In [23]:
import numpy as np
import pandas as pd
import matplotlib.pyplot as plt

%matplotlib inline

Assume that we have a variable $Y$ such that $f_Y(D, e_Y) = \alpha + \delta D + e$.  
Now introduce a possible instrumental variable $Z$.

In [25]:
from causalgraphicalmodels import CausalGraphicalModel

iv = CausalGraphicalModel(
    nodes=["Z", "D", "Y", "e"],
    edges=[
        ("Z", "D"), 
        ("D", "Y"),
        ('e', 'Y')
    ],
    latent_edges=[
        ('e', 'D')
    ]
)

iv.draw()

ModuleNotFoundError: No module named 'causalgraphicalmodels'

In [26]:
from causalgraphicalmodels import CausalGraphicalModel

iv_p = CausalGraphicalModel(
    nodes=["Z", "D", "Y", "e"],
    edges=[
        ("Z", "D"), 
        ("D", "Y"),
        ('e', 'Y')
    ],
    latent_edges=[
        ('e', 'D'),
        ('e', 'Z')
    ]
)

iv_p.draw()

ModuleNotFoundError: No module named 'causalgraphicalmodels'

In graphs $iv$ and $iv_p$ we are prevented from taking a least squares regression of $Y$ on $D$ by the backdoor path $D \leftrightarrow e \rightarrow Y$. Doing so would yield an inconsistent or unbiased estimate of the effect of $D$ on $Y$.  
Since $e$ is an unobserved error term, there are no variables satisfying the Back Door Criterion.

Potential instrumental variable $Z$ has a relationship with $Y$, through the path $Z \rightarrow D \rightarrow Y$.  
$Z$ does not generate statistical dependence with $Y$ through the path $Z \rightarrow D \leftrightarrow e \rightarrow Y$, because of collider $D$.  
In $iv_p$, the path $Z \leftrightarrow e \rightarrow Y$ does create statistical dependence.
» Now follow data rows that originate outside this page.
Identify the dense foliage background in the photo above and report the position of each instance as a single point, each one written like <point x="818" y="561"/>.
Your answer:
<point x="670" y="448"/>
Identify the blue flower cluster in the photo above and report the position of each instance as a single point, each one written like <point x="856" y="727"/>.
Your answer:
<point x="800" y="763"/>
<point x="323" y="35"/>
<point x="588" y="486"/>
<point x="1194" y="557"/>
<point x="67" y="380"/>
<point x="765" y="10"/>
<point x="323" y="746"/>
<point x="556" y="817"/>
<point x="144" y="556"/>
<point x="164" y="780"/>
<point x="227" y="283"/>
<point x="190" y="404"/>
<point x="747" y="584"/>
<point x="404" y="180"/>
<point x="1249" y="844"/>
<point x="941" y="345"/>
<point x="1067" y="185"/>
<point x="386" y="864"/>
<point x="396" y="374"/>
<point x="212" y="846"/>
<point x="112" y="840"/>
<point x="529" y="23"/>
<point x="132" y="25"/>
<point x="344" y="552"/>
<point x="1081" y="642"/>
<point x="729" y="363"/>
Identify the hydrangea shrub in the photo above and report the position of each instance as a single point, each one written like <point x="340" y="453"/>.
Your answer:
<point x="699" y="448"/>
So $Z$ cannot be used in the scenario represented by that graph.

With the assumption that the effect of $D$ on $Y$ is constant $\delta$ we can obtain a consistent estimator by isolating the covariation between $D$ and $Y$ that is causal. Then we could ignore the noncausal covariation, as the result of common causes of $D$ and $e$.  
In $iv$, $Z$ serves as an isolated source of variation for $D$, but not in $iv_p$.
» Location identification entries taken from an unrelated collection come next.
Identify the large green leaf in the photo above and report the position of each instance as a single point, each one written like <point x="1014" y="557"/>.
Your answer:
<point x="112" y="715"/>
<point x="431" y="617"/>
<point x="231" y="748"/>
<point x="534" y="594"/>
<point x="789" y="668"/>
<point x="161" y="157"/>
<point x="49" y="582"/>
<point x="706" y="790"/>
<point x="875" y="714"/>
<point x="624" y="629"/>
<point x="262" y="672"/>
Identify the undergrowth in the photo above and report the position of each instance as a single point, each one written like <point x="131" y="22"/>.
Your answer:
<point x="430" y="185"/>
The Wald estimator, $\delta_{WALD}$ \~ $\frac{\mathbb{E}[Y|Z = 1] - \mathbb{E}[Y|Z = 0]}{\mathbb{E}[D|Z = 1] - \mathbb{E}[D|Z = 0]}$, provides a consistent estimate of the causal effect of $D$ on $Y$ (if $D$ is binary).
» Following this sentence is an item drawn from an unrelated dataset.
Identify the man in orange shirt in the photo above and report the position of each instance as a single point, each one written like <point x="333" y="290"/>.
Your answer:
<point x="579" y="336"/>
In the case of $iv_p$, the nonzero association between $Z$ and $e$ we do not find a consistent $\delta$ from the WALD estimator. It converges to $\delta$ plus a bias term of the net association between $Z$ and $e$.

### IV Demonstration 1

School voucher program to be examined in a metropolitan area.  
Randomly select 10 000 ninth graders and give them a standardized test. Collect scores as $\{y_i, d_i\}^{10 000}_{i = 1}$, for scores $Y$ and $D = 1$ if a student attended a private high school and $0$ otherwise.

10% of students win a voucher redeemable at a private high school. $z_i = 1$ for winners and $0$ otherwise.

In [27]:
units = 10000

p_z = .1 #probability of winning a voucher
Z = np.random.binomial(1, p_z, size=units)

e = np.random.normal(0, 5, size=units)

#Probability of attending private school is greater for lottery winners
p_d = .1 + Z / 10. + e / (abs(e).max() * 10)
D = np.random.binomial(1, p_d)

#Scores Y are of the form y = \alpha + \beta * D + e
Y = 50 + 10 * D + e

df = pd.DataFrame({'Z': Z, 'e': e, 'D': D, 'Y': Y})

In [28]:
df.head()

Unnamed: 0,Z,e,D,Y
0,0,-0.780557,0,49.219443
1,0,5.049583,0,55.049583
2,0,4.272334,0,54.272334
3,1,-6.591397,1,53.408603
4,1,3.719931,0,53.719931


**Note** This is on the low end of interdependence between an instrumental variable and causal state of interest.

In [29]:
df[['Z', 'D']].corr()

Unnamed: 0,Z,D
Z,1.0,0.100637
D,0.100637,1.0


This data generating process corresponds to $iv$, since $D$ lies on the path between $Z$ and $e$ there is no statistical dependence between them.  
We can estimate the causal effect of $D$ on $Y$ with the WALD estimator.

In [30]:
(df[df['Z'] == 1].Y.mean() - df[df['Z'] == 0].Y.mean()) / (df[df['Z'] == 1].D.mean() - df[df['Z'] == 0].D.mean())

7.844617732516113

That's quite close to the true effect, which from our data generating process was $\beta = 10$.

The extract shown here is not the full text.